The series, which also stars Natasha Calis, Praneet Akilla and Thomas Elms, follows the nurses and pilots flying air ambulances in their occupations. “I was originally sent the audition, and I saw it was a medical show that was in the sky. I thought that was very interesting and different,” Holmstrom notes of the role. “I grew up loving medical shows and the show is loosely based on the creator’s [Julie Puckrin] family, as her sister and brother-in-law flew air ambulances and her sister was a flight nurse. It follows the trials and tribulations of flight nurses.”
“My character, Crystal, is the veteran flight nurse of the group,” she continues. “She’s a little bit harder on the other nurses, and she’s definitely a tough love sort of person, but once you win her over, you win her over for life.”
The show was perfect for Holmstrom, who would frequently tune into Grey’s Anatomy or House when she was younger. “When I first read the script, I honestly didn’t think I was going to book it. I read it, and I was like, ‘Oh, this is really cool.’ It drew me in. It was a pleasant surprise when I booked it.”
While on set, the brunette beauty had to learn all about being in the medical field. “We did a lot of training, and there are things that you don’t necessarily think about in these remote communities who don’t have access to a hospital,” she shares. “It was really cool to hear about Julie’s stories from her sister and brother-in-law. My favorite part about the show is just learning all of these neat things.”
Of course, there were some challenges, including getting the hang of all the medical jargon. “I think it was just because my character is the more seasoned one of the other nurses. I feel like I was trying to embody that and trying to embody the life of the seasoned nurse. I grew up shadowing a lot of nurses since my dad worked in the medical field, so I knew how they would act, and I saw how they were in a hospital setting,” she says.
“Having that background of knowledge definitely helped me and served me,” she notes. “But it is so much different than flying air ambulances in these remote areas.

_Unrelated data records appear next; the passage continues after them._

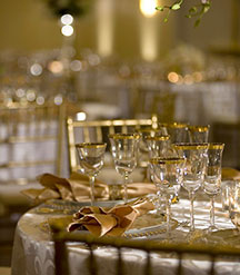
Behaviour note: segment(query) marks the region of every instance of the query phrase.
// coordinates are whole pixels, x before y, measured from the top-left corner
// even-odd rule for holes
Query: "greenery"
[[[164,22],[168,21],[169,14],[171,11],[177,11],[181,9],[181,7],[184,4],[186,0],[177,0],[170,6],[158,6],[156,7],[157,10],[159,11],[166,11],[167,10],[167,16],[164,18]],[[197,27],[203,14],[208,12],[208,10],[211,7],[211,0],[198,0],[196,4],[193,4],[189,10],[188,14],[186,14],[187,18],[197,18],[194,21],[194,26]]]

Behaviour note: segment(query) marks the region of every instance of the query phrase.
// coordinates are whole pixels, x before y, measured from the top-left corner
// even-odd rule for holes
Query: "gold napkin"
[[[38,180],[44,188],[30,188],[21,191],[36,205],[53,198],[76,202],[89,200],[89,178],[84,175],[73,173],[70,178],[67,179],[51,174],[43,174],[38,177]],[[107,185],[96,180],[94,196],[96,198],[108,198]]]
[[[240,171],[234,168],[223,167],[222,180],[228,180],[228,179],[233,179],[233,180],[240,179]]]
[[[73,223],[68,226],[68,230],[87,229],[98,237],[121,236],[138,216],[152,209],[154,206],[147,197],[131,204],[117,205],[110,209],[86,206],[73,215]]]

It adds another challenge, but I’m up for it.”
Prior to SkyMed, Holmstrom played Wahionhaweh on Outlander and Sarah on Day of the Dead. Though the roles are grittier, she gravitates toward “what kind of speaks to me in the moment,” she admits. “When I look at a role, and it makes me scared to do it, I feel like I should do that role because it makes you grow and makes you challenge yourself. I always like to go for the things that scare me a little bit.”
However, Holmstrom wouldn’t be opposed to diving into the comedy world and even starring in a rom-com. “I kind of just go with the flow and see what comes up. I feel like it changes all of the time,” she says.
Going forward, Holmstrom would love to write some of her own scripts. “I just want to continue on this course of where we’re going is away from tokenism, away from checking off boxes, just having a person of color on screen and not giving them the same sort of care that you wish for your other characters. I want to advocate and continue on this path of making sure that wherever I am going, I am opening doors for other people.”